OHV Route Designation: A Primer for Preservationists

by Karen Schambach

California's Route Designation Guidebook

Route Designation Target Dates

How new Forest Service Rules affect California's route designation process

The Good and the Bad

The newly-adopted Forest Service Off-Road Vehicle Route Designation rules have gotten a lot of publicity in recent weeks, but the Route Designation process in California National Forests is well ahead of most other states. In August 2003, the Regional Forester signed a Memorandum of Intent with the State Off Highway Vehicle Commission.  The Forest Service agreed to begin the OHV Route Designation process and complete it by 2008, and the OHV Commission agreed to provide the Forest Service $2 million a year to fund the process.

How to Participate in Route Designation on Your National Forest

How can the public effectively participate in route designation, to make sure resources are protected and their Forest doesn’t become (or remain) a spaghetti bowl of redundant routes?

Contact your Forest staff

It is important to contact your Forest , find out who is in charge of OHV Route Designation and let them know you want to be involved.  (See websites below.)  The Designation process emphasizes public involvement and the off road community is already on high alert and engaged.
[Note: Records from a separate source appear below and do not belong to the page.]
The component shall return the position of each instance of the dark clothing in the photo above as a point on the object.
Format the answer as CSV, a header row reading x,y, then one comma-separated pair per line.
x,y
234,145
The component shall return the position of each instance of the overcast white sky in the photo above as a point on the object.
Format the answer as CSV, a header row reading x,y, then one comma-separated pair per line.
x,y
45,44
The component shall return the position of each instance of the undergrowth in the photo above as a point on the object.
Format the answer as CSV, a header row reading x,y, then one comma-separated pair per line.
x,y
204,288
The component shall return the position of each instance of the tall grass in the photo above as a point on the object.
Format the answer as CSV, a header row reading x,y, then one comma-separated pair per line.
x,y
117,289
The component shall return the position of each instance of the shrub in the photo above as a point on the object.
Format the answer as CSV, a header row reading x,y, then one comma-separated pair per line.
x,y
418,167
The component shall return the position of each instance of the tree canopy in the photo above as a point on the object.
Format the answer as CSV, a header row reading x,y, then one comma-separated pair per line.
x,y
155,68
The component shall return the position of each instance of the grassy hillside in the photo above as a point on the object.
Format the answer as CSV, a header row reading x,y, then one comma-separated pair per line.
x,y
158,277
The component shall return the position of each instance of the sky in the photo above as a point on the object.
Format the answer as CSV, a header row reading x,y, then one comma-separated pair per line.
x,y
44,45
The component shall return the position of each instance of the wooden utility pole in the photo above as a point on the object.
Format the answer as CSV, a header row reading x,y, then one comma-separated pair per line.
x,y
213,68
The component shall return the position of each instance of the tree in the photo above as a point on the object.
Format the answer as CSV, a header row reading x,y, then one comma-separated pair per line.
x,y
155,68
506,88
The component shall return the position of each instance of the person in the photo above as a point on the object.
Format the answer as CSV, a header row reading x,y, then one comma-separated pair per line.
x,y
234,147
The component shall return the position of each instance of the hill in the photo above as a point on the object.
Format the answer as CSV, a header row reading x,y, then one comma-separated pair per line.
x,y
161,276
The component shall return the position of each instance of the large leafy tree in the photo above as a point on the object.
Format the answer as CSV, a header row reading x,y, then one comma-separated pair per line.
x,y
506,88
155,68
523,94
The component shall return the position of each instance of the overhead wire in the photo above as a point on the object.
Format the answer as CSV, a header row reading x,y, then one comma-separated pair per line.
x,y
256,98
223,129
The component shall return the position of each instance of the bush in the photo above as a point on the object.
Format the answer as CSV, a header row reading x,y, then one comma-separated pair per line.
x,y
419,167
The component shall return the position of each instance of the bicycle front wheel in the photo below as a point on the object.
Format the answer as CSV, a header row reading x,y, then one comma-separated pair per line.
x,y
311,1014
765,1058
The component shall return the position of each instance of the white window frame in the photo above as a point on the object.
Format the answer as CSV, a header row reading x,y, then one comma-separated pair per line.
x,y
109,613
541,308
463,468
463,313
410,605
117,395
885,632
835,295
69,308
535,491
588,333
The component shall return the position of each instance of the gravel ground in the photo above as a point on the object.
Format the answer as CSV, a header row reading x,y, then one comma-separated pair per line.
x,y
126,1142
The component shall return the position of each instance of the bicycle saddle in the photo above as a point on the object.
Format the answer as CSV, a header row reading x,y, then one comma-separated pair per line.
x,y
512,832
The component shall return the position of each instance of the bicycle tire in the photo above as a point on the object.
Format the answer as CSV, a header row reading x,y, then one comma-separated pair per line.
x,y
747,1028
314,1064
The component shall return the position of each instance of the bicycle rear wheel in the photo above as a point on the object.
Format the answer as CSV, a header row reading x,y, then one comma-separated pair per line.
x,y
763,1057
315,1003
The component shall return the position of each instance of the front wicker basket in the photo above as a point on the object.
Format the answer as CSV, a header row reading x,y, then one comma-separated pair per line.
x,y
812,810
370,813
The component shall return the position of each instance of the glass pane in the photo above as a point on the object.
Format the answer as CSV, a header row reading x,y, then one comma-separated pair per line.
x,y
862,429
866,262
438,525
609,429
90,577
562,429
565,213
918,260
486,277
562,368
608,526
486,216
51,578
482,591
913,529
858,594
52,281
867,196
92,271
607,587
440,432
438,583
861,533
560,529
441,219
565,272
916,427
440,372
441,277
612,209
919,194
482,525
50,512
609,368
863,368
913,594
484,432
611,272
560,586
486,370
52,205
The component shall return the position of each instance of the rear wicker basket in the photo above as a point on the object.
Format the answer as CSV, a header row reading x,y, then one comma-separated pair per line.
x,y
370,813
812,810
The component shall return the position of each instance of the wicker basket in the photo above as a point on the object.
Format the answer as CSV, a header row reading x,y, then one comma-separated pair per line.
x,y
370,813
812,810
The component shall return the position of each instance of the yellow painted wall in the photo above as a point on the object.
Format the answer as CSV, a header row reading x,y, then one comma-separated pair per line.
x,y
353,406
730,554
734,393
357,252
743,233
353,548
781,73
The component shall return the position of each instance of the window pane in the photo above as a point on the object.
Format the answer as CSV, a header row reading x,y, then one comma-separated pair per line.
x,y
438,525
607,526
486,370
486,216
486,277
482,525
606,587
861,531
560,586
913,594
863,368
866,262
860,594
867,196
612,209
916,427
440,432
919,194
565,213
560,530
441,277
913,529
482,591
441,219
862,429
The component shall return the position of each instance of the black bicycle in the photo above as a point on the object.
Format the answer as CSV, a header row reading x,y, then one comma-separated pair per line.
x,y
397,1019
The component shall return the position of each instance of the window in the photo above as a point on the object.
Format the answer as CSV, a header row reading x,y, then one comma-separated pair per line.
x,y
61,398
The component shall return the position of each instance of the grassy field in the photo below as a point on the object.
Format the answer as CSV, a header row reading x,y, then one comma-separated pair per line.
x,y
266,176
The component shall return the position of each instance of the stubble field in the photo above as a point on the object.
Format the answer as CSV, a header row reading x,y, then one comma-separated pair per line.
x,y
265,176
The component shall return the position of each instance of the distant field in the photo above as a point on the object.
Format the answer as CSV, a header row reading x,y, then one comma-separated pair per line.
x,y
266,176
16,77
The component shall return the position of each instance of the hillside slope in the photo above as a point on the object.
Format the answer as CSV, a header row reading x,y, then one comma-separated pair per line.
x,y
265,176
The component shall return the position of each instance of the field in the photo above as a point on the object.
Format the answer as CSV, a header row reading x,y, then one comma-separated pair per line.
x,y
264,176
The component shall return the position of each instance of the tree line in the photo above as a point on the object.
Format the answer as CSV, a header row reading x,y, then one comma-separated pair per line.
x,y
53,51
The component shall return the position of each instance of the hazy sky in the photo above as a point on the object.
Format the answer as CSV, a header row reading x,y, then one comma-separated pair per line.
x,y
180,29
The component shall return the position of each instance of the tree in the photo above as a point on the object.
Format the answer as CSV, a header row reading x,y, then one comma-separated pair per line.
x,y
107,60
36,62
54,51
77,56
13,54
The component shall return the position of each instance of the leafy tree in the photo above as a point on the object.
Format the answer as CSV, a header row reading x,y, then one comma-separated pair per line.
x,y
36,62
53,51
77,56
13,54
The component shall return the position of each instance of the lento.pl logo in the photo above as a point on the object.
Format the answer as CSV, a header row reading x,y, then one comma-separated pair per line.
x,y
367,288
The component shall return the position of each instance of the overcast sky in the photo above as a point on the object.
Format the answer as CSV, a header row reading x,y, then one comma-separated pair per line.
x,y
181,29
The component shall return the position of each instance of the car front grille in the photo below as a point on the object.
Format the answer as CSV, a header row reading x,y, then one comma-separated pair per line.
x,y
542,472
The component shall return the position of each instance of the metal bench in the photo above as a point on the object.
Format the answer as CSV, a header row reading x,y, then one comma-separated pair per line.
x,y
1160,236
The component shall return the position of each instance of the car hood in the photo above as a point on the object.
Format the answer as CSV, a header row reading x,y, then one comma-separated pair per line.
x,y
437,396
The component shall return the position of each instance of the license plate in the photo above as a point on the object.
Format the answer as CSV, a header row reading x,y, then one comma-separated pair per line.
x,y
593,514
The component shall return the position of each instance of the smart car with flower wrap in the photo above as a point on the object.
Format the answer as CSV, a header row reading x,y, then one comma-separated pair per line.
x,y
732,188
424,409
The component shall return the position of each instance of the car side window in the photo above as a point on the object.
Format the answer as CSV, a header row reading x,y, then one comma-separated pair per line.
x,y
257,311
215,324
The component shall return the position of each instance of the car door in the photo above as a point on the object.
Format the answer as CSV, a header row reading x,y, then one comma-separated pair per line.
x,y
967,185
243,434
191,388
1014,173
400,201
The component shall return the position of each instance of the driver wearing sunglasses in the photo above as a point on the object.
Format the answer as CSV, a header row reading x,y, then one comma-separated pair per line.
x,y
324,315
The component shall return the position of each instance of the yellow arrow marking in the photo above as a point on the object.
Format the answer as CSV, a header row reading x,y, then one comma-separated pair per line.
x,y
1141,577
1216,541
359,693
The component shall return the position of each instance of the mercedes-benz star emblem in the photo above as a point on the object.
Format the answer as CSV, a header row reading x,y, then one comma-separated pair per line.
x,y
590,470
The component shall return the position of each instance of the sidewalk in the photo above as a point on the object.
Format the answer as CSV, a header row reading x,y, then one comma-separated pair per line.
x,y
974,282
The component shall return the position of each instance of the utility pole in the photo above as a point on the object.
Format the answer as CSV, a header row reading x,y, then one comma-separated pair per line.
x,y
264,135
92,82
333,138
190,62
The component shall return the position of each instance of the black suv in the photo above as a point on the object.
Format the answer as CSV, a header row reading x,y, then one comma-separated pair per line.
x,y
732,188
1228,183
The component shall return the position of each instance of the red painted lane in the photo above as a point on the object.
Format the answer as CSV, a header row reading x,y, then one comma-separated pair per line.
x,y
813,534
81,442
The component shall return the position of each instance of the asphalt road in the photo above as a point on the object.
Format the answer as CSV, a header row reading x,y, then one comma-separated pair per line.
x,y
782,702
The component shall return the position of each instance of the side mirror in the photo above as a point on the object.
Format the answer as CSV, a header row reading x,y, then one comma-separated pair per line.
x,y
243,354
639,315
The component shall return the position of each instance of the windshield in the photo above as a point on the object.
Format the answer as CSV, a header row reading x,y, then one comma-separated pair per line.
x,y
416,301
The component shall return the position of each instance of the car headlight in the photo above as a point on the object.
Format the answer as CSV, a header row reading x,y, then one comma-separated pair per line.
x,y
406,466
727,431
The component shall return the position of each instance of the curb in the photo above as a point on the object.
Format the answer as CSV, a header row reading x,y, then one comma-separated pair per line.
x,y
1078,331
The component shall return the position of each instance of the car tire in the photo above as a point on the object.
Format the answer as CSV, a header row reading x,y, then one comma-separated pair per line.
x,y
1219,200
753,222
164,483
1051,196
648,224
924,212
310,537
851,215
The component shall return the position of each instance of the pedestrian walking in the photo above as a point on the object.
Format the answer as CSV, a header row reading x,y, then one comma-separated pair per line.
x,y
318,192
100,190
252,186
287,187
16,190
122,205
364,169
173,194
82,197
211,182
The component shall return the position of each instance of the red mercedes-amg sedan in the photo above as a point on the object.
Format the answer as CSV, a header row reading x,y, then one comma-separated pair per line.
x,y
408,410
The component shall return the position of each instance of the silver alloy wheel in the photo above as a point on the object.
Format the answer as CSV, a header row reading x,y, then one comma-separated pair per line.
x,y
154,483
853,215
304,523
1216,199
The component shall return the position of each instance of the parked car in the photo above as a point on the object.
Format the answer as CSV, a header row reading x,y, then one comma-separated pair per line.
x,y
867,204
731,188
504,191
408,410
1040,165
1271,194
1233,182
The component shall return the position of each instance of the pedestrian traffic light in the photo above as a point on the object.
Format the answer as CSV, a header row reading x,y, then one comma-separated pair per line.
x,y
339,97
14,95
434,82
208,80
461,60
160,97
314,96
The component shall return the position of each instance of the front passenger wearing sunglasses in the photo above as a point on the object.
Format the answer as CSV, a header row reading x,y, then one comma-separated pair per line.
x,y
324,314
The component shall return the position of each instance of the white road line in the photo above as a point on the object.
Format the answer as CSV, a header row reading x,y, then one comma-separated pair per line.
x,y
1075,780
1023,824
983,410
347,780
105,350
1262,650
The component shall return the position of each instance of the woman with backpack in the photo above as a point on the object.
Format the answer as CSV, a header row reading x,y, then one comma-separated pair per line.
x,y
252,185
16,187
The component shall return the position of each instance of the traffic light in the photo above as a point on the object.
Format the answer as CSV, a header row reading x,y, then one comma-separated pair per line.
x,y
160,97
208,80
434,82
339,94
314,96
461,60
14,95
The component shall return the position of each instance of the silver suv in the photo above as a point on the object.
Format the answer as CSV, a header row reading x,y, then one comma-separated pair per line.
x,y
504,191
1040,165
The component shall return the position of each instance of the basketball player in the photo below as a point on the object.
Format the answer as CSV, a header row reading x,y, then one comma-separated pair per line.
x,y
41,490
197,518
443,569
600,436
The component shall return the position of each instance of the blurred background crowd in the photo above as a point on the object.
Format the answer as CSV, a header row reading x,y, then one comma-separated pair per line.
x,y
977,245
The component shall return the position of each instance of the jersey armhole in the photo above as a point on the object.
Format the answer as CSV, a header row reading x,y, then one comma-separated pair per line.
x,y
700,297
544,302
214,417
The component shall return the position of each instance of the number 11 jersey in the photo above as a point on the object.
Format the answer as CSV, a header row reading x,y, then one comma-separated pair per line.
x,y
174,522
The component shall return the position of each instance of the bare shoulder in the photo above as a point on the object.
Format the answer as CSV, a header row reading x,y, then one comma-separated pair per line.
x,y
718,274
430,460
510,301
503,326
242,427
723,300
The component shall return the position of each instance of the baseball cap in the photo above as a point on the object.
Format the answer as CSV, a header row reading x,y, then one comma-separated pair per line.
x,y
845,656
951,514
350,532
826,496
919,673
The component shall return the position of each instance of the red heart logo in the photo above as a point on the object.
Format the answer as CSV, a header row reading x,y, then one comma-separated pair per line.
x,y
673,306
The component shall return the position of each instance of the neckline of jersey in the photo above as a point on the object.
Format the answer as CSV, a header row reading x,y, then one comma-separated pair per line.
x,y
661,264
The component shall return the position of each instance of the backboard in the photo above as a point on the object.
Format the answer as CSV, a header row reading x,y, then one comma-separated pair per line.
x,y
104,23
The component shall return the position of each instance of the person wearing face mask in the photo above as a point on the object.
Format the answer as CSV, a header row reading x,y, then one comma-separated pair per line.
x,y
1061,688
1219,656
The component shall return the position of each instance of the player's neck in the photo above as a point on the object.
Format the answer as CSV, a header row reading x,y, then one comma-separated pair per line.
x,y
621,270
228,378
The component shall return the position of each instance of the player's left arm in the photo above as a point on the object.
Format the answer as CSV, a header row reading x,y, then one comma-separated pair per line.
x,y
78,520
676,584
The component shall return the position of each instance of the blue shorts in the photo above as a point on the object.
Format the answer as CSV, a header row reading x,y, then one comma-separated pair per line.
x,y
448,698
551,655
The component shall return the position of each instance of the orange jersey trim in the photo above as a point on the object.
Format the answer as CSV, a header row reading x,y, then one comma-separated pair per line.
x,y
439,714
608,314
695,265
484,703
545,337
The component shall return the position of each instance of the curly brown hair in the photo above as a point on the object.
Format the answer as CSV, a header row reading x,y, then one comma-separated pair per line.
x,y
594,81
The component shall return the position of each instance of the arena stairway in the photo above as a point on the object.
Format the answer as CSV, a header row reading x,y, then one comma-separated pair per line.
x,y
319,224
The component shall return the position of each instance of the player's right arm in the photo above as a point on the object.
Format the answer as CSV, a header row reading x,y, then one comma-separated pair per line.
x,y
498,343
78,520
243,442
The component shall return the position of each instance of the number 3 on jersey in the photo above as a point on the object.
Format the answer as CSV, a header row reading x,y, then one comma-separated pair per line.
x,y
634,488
Progress towards completing route designation varies Forest by Forest.  The Eldorado National Forest , because of a court order, has closed all its non-system (user created) routes while it completes route designation and has already filed a Notice of Intent in the Federal Register to do an EIS.  Other forests have completed their inventories and a few have temporary Forest Orders in place or near completion.  Others have not yet completed their inventories, although all are close to completion.  Most Forests are issuing regular Route Inventory updates.

           Route Designation status updates are posted on each forest’s web site:

Eldorado:  www.fs.fed.us/r5/eldorado/projects/route/pm-schedule/index.shtml

Inyo:  www.fs.fed.us/r5/inyo/projects/ohvroute5.shtml

Klamath:  www.fs.fed.us/r5/klamath/projects/ohv/index.shtml

Lassen:  www.fs.fed.us/r5/lassen/projects/route/

Mendocino:  www.fs.fed.us/r5/mendocino/projects/ohv/

Modoc:  Nothing on its web site. *

Plumas:  www.fs.fed.us/r5/plumas/projects/ohv/index.shtml

Sequoia:  www.fs.fed.us/r5/sequoia/projects/ohv_route_designation_strategy/index.html

Shasta Trinity:  www.fs.fed.us/r5/shastatrinity/news/ohv/index.shtml

Sierra: www.fs.fed.us/r5/sierra/projects/ohv/index.shtml

Six Rivers:  www.fs.fed.us/r5/sixrivers/projects/ohv/

Tahoe:  www.fs.fed.us/r5/tahoe/projects_plans/ohv_inv/index.shtml

The four southern Forests (Angeles, Cleveland , San Bernardino and Los Padres) are just completing New Land Management Plans.  Their route inventories are completed or near completion, but they have not pursued route designation during the LMP process.  These forests should re-start their OHV route designation process in 2006.

The Lake Tahoe Basin Management Unit already has a designated route system, due to the special management of the Unit to protect Lake Tahoe .

*The Modoc NF is dragging its feet on route designation and needs to be encouraged to proceed according to schedule.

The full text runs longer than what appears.